Smart Green Shipping’s (SGS) ‘FastRig’ project, supported by Scottish Enterprise, industry partners and private investors, is now nearing completion of the initial stages of the scope, with the finished fabrication of a 20metre high ‘FastRig’. The 3-year test and demonstration project will see the fabricated structure installed at Hunterston on the Clyde in early 2024. Our very own specialist welding team, John Tracey Specialist Welding team have supported SGS with this innovative project, fuelled by a desire to demonstrate that a vessel powered by renewable energy can lead to a revival of civil shipbuilding on the Clyde, create new green jobs, export opportunities, and contribute to Scotland’s NetZero commitments
Here our very own Jack Kelly, one of our experienced, specialist welders, reflects on his time on the project.
I was very excited to hear that we were working on this project – it represented both a specialist and different type of scope, one which looks to the future, challenging the status quo. Whilst lots of the work we do is using specialist metals, from aluminium and Inconel to tungsten and titanium, it’s a little bit different to work on an aluminium structure of this size and complexity. Indeed, achieving penetration on 30mm plate butt welds with the rate the aluminium absorbed the heat was a challenge but even more satisfying when achieved! The project also offered room for development, with me and the team identifying several efficiencies in the production method, many of which are now going to be incorporated into the design for the next Smart Green Shipping Fastrig. Having the opportunity to contribute in this way, and work in collaborative partnership with Smart Green Shipping was a really positive experience – and one of my career highlights to date.
I started in welding as an apprentice, and truth be told I was instantly hooked, with my favourite aspect of the job seeing large projects coming together from components. You can imagine my delight on this project – with the team fabricating each component part, before assembly and weld. Seeing the job come together, piece by piece, starting from individual components was therefore really satisfying.

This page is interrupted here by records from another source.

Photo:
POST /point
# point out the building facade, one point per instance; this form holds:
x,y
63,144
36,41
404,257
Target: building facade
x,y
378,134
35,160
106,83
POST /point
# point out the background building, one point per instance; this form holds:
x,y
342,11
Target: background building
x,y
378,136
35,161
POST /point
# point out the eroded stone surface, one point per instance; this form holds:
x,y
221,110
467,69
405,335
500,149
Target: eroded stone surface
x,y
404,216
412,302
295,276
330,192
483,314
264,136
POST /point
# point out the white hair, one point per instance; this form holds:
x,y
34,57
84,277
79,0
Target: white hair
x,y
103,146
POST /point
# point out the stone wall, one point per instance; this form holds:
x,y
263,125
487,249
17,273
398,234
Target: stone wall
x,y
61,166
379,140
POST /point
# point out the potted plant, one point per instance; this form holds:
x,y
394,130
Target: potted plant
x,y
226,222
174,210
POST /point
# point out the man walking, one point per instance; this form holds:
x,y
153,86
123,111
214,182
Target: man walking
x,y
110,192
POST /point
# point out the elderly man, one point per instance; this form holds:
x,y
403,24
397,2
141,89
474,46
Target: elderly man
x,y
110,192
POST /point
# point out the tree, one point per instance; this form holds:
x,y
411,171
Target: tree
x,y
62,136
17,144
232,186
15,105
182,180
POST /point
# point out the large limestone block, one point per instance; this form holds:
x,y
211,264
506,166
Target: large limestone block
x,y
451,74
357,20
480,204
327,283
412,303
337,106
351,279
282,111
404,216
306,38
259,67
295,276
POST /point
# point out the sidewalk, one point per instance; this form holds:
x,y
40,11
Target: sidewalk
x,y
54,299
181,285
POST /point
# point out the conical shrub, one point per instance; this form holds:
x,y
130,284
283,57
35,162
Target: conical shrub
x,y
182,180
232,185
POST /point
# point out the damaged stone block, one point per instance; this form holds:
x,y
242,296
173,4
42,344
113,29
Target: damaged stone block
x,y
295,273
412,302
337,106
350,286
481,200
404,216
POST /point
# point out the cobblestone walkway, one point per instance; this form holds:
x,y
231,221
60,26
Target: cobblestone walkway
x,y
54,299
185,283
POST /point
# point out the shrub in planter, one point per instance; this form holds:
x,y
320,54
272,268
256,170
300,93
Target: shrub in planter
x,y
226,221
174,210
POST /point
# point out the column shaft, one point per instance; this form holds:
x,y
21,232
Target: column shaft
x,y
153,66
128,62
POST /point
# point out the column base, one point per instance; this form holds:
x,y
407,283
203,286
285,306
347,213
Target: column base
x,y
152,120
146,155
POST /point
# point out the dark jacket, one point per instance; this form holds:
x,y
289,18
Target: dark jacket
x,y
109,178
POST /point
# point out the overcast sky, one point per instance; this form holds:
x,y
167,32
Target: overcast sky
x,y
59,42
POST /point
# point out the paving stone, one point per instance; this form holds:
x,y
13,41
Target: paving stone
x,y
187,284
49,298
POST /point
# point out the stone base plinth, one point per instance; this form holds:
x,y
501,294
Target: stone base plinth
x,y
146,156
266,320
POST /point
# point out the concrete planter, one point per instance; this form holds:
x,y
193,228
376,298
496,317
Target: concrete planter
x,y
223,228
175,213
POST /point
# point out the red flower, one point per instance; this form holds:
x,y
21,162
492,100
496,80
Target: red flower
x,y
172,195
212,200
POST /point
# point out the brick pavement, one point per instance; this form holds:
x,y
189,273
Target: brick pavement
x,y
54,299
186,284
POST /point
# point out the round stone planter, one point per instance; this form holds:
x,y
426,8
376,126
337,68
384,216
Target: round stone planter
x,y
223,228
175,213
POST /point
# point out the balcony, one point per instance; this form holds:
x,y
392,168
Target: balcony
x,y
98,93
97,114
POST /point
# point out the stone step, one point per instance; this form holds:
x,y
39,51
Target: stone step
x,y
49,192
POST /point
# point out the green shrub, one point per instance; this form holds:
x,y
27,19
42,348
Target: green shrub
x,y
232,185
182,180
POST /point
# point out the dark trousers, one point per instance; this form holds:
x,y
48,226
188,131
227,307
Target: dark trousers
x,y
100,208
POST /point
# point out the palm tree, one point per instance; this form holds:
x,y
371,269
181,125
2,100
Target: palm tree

This scope also shines a light on the future possibilities within welding and the wider industry. There are great opportunities for new jobs, new careers, driven by the development and improvement of current technologies. If you are thinking of getting involved in welding, or this industry – don’t even pause! Be open to training, listen and take that step – because the work you are doing, like the Fastrig project, will change the future.